Let's prepare config file to use adapter modules in FastPitch instead of just the FastPitch model.

In [None]:
pretrained_model = "tts_en_fastpitch_multispeaker"

# Get the model config from the pretrained checkpoint. 
model_cfg = FastPitchModel.from_pretrained(pretrained_model, return_config=True)
# Update the config to support adapters.
model_cfg = update_model_config_to_support_adapter(model_cfg)
# Use the updated config to load the pretrained checkpoint. This would allow loading the pretrained \
# checkpoint along with adapters.
spec_gen_model = FastPitchModel.from_pretrained(pretrained_model, override_config_path=model_cfg)
spec_gen_model.summarize()

Load adapter checkpoint. The checkpoint produced in the above training was saved in the folder `./nemo_experiments/FastPitch/{version}/checkpoints/adapters` where version is based on the timestamp during training.

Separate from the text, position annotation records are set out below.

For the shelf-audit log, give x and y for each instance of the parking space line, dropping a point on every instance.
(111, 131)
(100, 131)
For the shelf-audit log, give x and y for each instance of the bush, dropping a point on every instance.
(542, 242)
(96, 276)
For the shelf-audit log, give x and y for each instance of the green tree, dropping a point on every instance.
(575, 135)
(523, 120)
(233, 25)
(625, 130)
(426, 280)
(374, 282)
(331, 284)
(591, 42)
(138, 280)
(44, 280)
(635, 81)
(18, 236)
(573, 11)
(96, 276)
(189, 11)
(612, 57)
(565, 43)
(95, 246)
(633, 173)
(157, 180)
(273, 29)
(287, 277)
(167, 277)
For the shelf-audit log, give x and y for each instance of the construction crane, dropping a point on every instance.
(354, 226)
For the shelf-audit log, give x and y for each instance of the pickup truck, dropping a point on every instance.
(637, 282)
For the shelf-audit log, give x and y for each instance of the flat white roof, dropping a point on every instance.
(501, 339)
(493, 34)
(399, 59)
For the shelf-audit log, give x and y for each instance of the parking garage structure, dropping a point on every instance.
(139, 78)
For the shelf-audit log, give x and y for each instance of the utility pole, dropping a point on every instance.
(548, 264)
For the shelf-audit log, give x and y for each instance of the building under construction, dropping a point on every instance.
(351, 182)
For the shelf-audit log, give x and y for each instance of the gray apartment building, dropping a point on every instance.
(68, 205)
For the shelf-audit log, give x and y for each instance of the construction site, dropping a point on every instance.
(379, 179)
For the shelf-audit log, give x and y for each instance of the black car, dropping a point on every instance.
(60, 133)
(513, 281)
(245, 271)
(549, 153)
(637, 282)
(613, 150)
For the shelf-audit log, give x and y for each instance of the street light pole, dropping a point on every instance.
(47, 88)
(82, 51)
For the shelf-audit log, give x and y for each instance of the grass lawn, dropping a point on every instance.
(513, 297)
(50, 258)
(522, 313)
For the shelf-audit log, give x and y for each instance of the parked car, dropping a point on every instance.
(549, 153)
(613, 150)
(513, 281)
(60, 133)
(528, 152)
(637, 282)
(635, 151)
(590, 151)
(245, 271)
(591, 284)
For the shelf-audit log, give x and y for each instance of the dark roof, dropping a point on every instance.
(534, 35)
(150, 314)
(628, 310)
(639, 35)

After your training of adapters is done, check the folder `./nemo_experiments/FastPitch/`, you will find a folder with a timestamp as it's name. This folder name is the `version`, replace the version in the below cell with the version that your experiment generated.

In [None]:
# Replace `version` with the version in your experiment
version = "2022-10-12_19-29-21"
adapter_checkpoint_path = f"nemo_experiments/FastPitch/{version}/checkpoints/adapters.pt"
spec_gen_model.load_adapters(adapter_checkpoint_path, name=None, map_location='cpu')

In [None]:
spec_gen_model.freeze()
spec_gen_model.summarize()

To convert spectrogram to waveform we will need a vocoder. Let's load HiFiGAN vocoder.

In [None]:
pretrained_vocoder = "tts_en_hifitts_hifigan_ft_fastpitch"
vocoder = HifiGanModel.from_pretrained(pretrained_vocoder)

In [None]:
def infer(spec_gen_model, vocoder_model, str_input, speaker=None):
    """
    Synthesizes spectrogram and audio from a text string given a spectrogram synthesis and vocoder model.
    
    Args:
        spec_gen_model: Spectrogram generator model (FastPitch in our case)
        vocoder_model: Vocoder model (HiFiGAN in our case)
        str_input: Text input for the synthesis
        speaker: Speaker ID
    
    Returns:
        spectrogram and waveform of the synthesized audio.
    """
    spec_gen_model.cuda().eval()
    with torch.no_grad():
        parsed = spec_gen_model.parse(str_input)
        if speaker is not None:
            speaker = torch.tensor([speaker]).long().to(device=spec_gen_model.device)
        spectrogram = spec_gen_model.generate_spectrogram(tokens=parsed, speaker=speaker)
        audio = vocoder_model.convert_spectrogram_to_audio(spec=spectrogram)
        
    if spectrogram is not None:
        if isinstance(spectrogram, torch.Tensor):
            spectrogram = spectrogram.to('cpu').numpy()
        if len(spectrogram.shape) == 3:
            spectrogram = spectrogram[0]
    else:
        raise Exception("None value was generated for spectrogram")
    if isinstance(audio, torch.Tensor):
        audio = audio.to('cpu').numpy()
    return spectrogram, audio

In [None]:
# Let's load validation manifest for inference
val_manifest = list(json_reader('./val_manifest.json'))
for val_record in val_manifest:
    str_input = val_record['text_normalized']
    speaker_id = val_record['speaker']
    _, audio_adapter = infer(spec_gen_model, vocoder, str_input, speaker=speaker_id)
    
    print("Original Audio")
    ipd.display(ipd.Audio(val_record['audio_filepath'], rate=44100))
    print("Generated Audio with Adapter")
    ipd.display(ipd.Audio(audio_adapter, rate=44100))
    print("-------------")

**Note:** The quality of the generated audio may not be very good because for demo purposes we trained on <5mins of data, it is recommended to use 15-30mins of new user data.